Editor’s note: In another look at the world of UK-based Enterprise Investment Schemes, this article, by John Williams, managing partner at Kuber Ventures, looks at aspects of the tax benefits and features of the EIS model. The article comes ahead of the government's 20 March budget in the UK. As ever, while this publication is pleased to share these views with readers it does not necessarily endorse all the opinions expressed in this article.
As the tax year-end approaches, the attention of advisors and their clients will focus on tax-efficient investments and, where appropriate, making the most of the allowances available.
Enterprise Investment Schemes are one way of doing this, as they offer significant tax incentives to encourage individuals to invest in small UK companies, something that the government is keen to support as an alternative to funding from the high street banks.
While the EIS structure is becoming increasingly popular and well known, one commonly overlooked opportunity at this time of year is the “carry back” facility that allows investors to treat all or part of the cost of shares acquired in one tax year as though they had been acquired in the preceding tax year.
Essentially this facility is the tax equivalent of Marty McFly’s DeLorean in the movie Back to the Future, a way of taking a step back in time and allowing relief to be given against the income tax liability of the preceding year rather than against the tax year in which those shares were acquired.
For example, when investing in an Enterprise Investment Scheme, income tax relief can be given at 30 per cent on the amount invested up to a maximum of £1 million. This provides a maximum tax reduction in any one year of £300,000 providing the investor has sufficient income tax liability to cover it.

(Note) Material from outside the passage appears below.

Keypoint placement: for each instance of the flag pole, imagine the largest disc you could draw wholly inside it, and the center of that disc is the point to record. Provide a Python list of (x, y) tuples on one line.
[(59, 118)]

By making an investment in EIS before 6 April 2013, this tax relief can be carried back and treated as if it was invested in the 2011/12 tax year. This provides a useful tax planning opportunity to reclaim from HM Revenue & Customs a proportion of the tax liability paid in respect of 2011/12.
However, there are a couple of important issues to be aware of. First, the carry back investment will be subject to the rules prevailing in the preceding tax year and in 2011/12 the maximum investment amount was £500,000.
Secondly, in order to be able to carry back to 2011/12, the investment in the EIS-qualifying companies must be made on or before 5 April 2013, which is different from the date monies are actually invested in an EIS discretionary portfolio. The shares must also be held for a minimum period of three years or income tax relief will be withdrawn.